野村紘一さんの経営戦略は、その柔軟な発想とそれを支える先見の明によって成り立っていると言うことができます。日本で初めての超高級マンション開発という事業を、アルテカを創業した年に行っている点からも、常識にとらわれない柔軟な発想を見ることができ、さらに同業者の多くがそんな価格のマンションが売れるわけがないと思っていたのに反して好調な売れ行きを見せ、後に他社も追随する億ションブームを巻き起こした点からその高い先見の明を見て取ることができます。

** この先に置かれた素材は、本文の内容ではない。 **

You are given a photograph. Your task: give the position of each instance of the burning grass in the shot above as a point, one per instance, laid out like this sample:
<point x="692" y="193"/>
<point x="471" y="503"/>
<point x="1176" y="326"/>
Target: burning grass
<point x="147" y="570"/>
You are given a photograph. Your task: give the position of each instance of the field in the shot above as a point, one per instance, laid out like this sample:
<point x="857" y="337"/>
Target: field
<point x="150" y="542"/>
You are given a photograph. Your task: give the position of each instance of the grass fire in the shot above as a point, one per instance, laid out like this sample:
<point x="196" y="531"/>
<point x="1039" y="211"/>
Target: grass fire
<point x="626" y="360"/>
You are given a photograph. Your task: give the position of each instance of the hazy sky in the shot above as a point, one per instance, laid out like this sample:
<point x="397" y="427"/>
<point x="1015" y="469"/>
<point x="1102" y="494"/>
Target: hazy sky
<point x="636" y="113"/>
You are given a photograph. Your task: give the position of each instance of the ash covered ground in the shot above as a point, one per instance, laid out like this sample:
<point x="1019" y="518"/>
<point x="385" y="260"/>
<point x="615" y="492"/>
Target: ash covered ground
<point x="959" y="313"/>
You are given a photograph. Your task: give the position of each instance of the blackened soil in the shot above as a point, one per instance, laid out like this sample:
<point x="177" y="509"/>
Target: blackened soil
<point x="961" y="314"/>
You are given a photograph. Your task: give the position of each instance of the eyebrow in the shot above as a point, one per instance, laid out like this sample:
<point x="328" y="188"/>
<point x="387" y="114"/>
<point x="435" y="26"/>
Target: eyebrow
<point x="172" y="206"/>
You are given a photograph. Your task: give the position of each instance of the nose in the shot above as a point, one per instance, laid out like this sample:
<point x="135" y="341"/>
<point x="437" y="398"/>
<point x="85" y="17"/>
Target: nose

野村紘一さんは超高級マンションの開発にこだわったわけではなく、当時の日本の状況を冷静に分析し、高度経済成長によって各家庭の生活の質が向上し、人々の暮らしが便利になったことから、次に消費者が目を向けるのは住環境の充実であると考えて、高い付加価値を追求した物件を開発しようとした結果が超高級マンションであったに過ぎません。その後同じように高価格帯のマンションを開発することになった同業他社に対しても、開発現場等を惜しげもなく見せていたのも、単なる高級志向ではなく消費者のニーズに合わせた付加価値の実現と言う方針を持って、同じ形のものは二度と作らないという点を徹底していたアルテカならではのエピソードと言うことができます。
この柔軟な経営戦略が、バブルの崩壊によって不動産業界が大打撃を受ける中でも、アルテカが堅調な経営を進めることができた要因の1つになっています。現在では高級志向とは違う新たな消費者のニーズに合わせた新しい物件の開発を進めるなど、その経営手腕は衰えることを知りません。